I'll refine/simplify the question even further: If the comparator decides that element A is smaller than element B. In the sorted list , will element A be located at a lower index than element B?
The sort order is always ascending , where the Comparator defines which items are larger than others.
From the documentation for Collections.sort(List<T> list, Comparator<? super T> c) :
Sorts the specified list according to the order induced by the specified comparator.

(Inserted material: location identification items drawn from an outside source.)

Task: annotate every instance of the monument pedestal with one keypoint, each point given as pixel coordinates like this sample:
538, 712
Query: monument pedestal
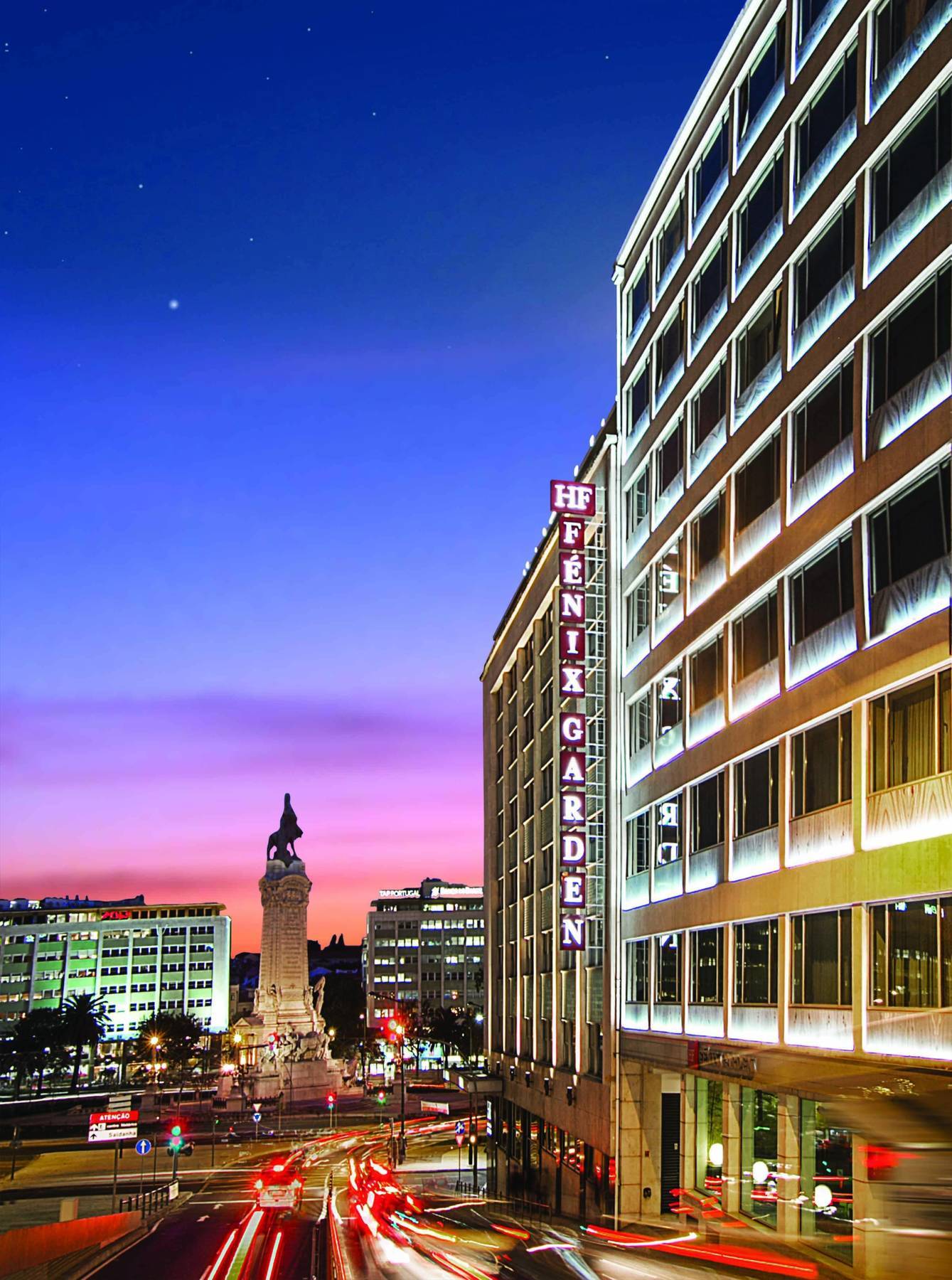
282, 1046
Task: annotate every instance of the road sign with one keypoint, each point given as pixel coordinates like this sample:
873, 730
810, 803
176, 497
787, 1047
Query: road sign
113, 1126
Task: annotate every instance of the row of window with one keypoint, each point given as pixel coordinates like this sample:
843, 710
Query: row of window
910, 960
910, 739
902, 350
760, 90
907, 539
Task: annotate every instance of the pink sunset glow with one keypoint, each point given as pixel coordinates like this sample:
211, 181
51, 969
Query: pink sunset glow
174, 798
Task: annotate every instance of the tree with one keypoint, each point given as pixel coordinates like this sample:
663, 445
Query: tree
38, 1045
86, 1023
178, 1035
444, 1028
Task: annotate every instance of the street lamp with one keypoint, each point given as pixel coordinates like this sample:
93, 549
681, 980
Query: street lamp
154, 1042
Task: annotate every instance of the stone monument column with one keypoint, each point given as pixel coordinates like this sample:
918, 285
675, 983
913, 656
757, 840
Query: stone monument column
283, 998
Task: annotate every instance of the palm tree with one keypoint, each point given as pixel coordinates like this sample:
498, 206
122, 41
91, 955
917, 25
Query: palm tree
86, 1023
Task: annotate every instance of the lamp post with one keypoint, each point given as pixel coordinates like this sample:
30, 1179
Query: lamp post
154, 1043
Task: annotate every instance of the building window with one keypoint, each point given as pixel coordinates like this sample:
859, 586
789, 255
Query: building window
707, 966
756, 791
708, 534
708, 673
808, 13
672, 237
758, 484
911, 954
636, 396
709, 1160
638, 723
822, 766
759, 342
636, 502
822, 966
894, 22
755, 963
911, 530
910, 341
760, 208
668, 577
825, 1216
827, 112
825, 262
670, 710
638, 844
910, 731
822, 590
709, 406
670, 346
710, 283
758, 83
668, 969
710, 166
636, 972
755, 638
668, 831
635, 300
670, 459
708, 813
913, 161
823, 420
638, 608
759, 1155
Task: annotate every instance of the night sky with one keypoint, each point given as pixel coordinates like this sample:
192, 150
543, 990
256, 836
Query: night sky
301, 307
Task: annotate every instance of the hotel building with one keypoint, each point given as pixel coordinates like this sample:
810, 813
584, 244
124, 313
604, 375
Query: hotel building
779, 889
140, 959
425, 946
549, 1032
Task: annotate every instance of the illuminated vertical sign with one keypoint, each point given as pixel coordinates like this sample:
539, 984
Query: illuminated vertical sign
574, 505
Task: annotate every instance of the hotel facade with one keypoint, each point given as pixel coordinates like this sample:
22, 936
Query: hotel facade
779, 853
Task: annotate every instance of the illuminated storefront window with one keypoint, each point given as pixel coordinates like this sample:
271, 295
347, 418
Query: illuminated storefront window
759, 1155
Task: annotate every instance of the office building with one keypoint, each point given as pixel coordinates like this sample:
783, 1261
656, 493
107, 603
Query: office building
425, 949
779, 890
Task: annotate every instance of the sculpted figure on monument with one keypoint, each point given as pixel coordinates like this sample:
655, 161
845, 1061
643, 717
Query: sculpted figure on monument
288, 831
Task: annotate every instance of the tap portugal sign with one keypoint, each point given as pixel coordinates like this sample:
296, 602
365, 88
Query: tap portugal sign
574, 505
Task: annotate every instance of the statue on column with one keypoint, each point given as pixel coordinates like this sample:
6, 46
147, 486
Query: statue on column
284, 838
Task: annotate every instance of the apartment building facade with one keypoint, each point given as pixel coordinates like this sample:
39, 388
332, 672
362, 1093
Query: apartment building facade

From the documentation for Comparator.compare(T,T) :
Compares its two arguments for order. Returns a negative integer, zero, or a positive integer as the first argument is less than, equal to, or greater than the second.
You (or rather, your comparator) decides.
Comparator
's compare(T o1, T o2)
return a negative when o1
is less than o2
, you get ascending order ( demo on ideone ). Comparator
's compare(T o1, T o2)
return a negative when o1
is greater than o2
, you get descending order ( demo on ideone ). Another way of saying the same thing would be that sort
assumes that the comparator orders the two items passed into it from smaller ( o1
) to greater ( o2
), and produces an ascending sort consistent with that ordering.
The documentation of Comparator.compareTo(o1, o2)
method says
Compares its two arguments for order. Returns a negative integer, zero, or a positive integer as the first argument is less than, equal to, or greater than the second.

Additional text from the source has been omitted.